From amongst the others S.K.Azizuddin, Noor Mohammad and Moin were from Hyderabad, all of whom played for the Hyderabad City Police team.
BPA Saleh and Sunil Nandy were two more players from Bengal while the goal-keeper of the team was K.L Varadaraj from Mysore.
In the 1950 World Cup draw, India had been placed in Pool III with Sweden, Italy and Paraguay. The Asian entry had gone to India after Philippines, Indonesia and Burma withdrew from the event. (You see….we were not the only ones to withdraw!)
Apparently, Paraguay was not a formidable team and India was in a position to match them.
Further, the Italian team had just emerged from a national tragedy. Eight players of the team had died in a plane crash and the replacement team were neither as good nor in a suitable mental state to play.
Sweden of course was a great side.
Given this combination, sports experts say India could have held their own and done well.
“Till the mid-60s, India was amongst the top three in Asian football. In both, the 1951 Asian games at Delhi and the 1962 Asian games at Jakarta, India won the gold medal in football. This withdrawal from the 1950 World Cup was a major setback for Indian football.”
If India had made that journey then, no doubt the story of Indian football would have been dramatically different.
The story from here on can be different too. With India doing well for themselves in the U-18 World Cup and the emergence of heroes like Sunil Chhetri.
But we must look ahead of the What-If Story and look Beyond if we are to progress.
Sports may seem meaninglesss to some. It may be the sole purpose of life to others. While I didn’t care much for Sports at all, I can see Football means the world to my children. And to many other kids growing up in all parts of the world.
Fitness, Agility, Life-skills, Dealing with Failure, Learning to Work as a Team etc are no doubt the lessons of any sport. But more importantly, I see how the game contributes to their sense of Self-Worth and Self Esteem.
Whether they win or they lose, a well-fought game makes them hold their heads high.
When India performs well in an International Sports Event, I see them feeling confident and proud.
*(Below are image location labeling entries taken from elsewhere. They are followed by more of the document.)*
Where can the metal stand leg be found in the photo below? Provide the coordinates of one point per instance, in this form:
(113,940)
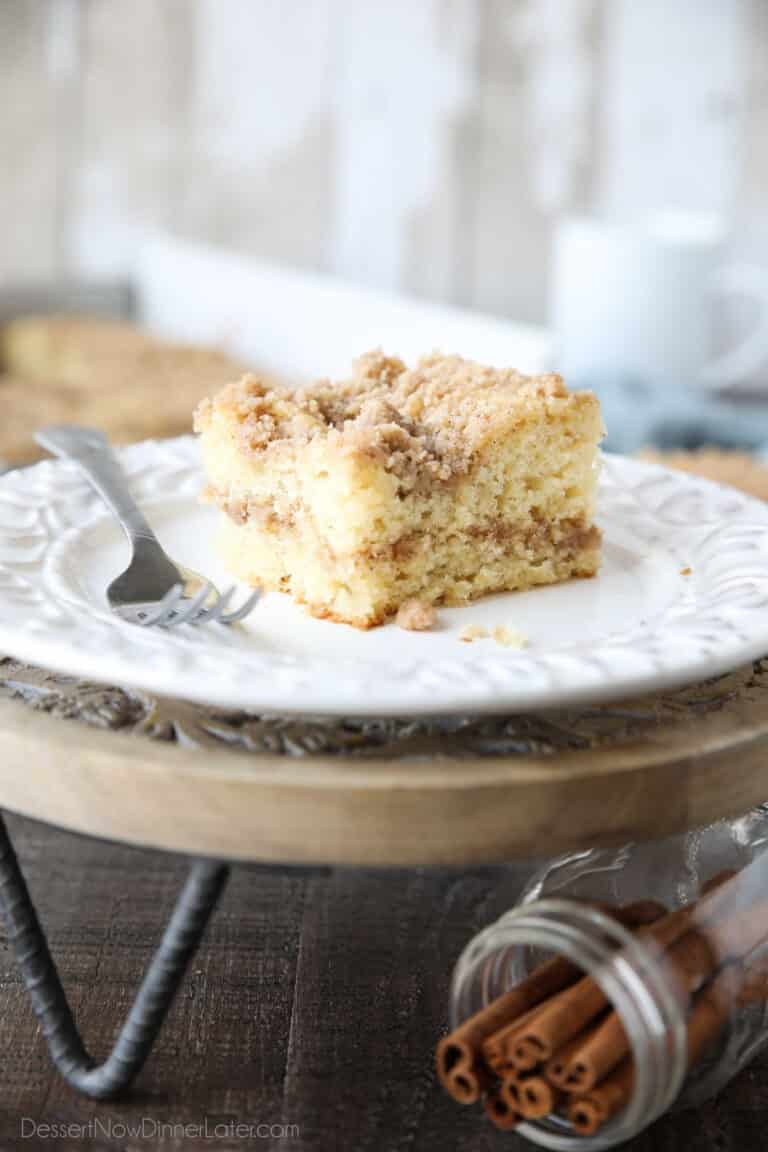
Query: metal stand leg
(180,941)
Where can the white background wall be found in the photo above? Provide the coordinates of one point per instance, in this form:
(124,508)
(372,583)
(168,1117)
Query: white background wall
(423,145)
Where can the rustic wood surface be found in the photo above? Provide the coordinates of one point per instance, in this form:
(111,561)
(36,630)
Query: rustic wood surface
(314,1001)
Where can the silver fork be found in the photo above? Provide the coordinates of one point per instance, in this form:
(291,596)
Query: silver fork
(153,589)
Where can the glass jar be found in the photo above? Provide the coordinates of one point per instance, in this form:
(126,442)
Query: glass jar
(653,977)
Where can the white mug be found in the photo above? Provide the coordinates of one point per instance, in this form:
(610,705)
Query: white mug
(640,302)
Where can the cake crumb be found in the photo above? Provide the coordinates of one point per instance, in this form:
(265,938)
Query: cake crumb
(473,633)
(509,637)
(416,616)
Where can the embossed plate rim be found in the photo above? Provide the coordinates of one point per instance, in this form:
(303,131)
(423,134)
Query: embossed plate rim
(717,622)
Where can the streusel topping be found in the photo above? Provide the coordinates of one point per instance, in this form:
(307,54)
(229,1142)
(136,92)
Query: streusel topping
(420,422)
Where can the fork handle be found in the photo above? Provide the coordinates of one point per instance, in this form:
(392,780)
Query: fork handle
(90,448)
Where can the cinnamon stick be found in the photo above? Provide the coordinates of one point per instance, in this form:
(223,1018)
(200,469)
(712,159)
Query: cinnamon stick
(588,1113)
(559,1022)
(458,1056)
(499,1112)
(532,1096)
(691,962)
(497,1047)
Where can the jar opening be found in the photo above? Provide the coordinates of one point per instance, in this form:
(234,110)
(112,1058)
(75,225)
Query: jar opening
(632,983)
Surely the dream of seeing India play in the FIFA World Cup in the next two decades is a lofty one. But here is a generation that wants to make it happen.
“Being an Indian and working towards the goal of seeing India play in a FIFA World Cup, I am optimistic. But we need to set smaller immediate future targets like SAFF dominance, Asian glory and making policy changes.”
CEO Hon, India Rush Soccer Club, kick-starting plans for a Residential Facility to support development of elite football players in India.
And so it is, that I promised the kids, that amongst the dozens of stories that I write for Children about History, I would also write for them, a story about Sports History – telling them something inspiring about their favourite game.
To them and to all those little budding footballers out there who dream of seeing India play at the World Cup, it would no doubt be assuring and inspiring to know, that there was a day when India was good enough for that world stage.
PS – My son often spends hours drawing his favourite football stars. Most of the time, he is drawing something along these lines…
After hearing the story of this great Indian Football Team of 1950, here’s what I found him drawing….
A little story can give us new heroes 🙂 The Nation awaits another generation of our very own Soccer Stars!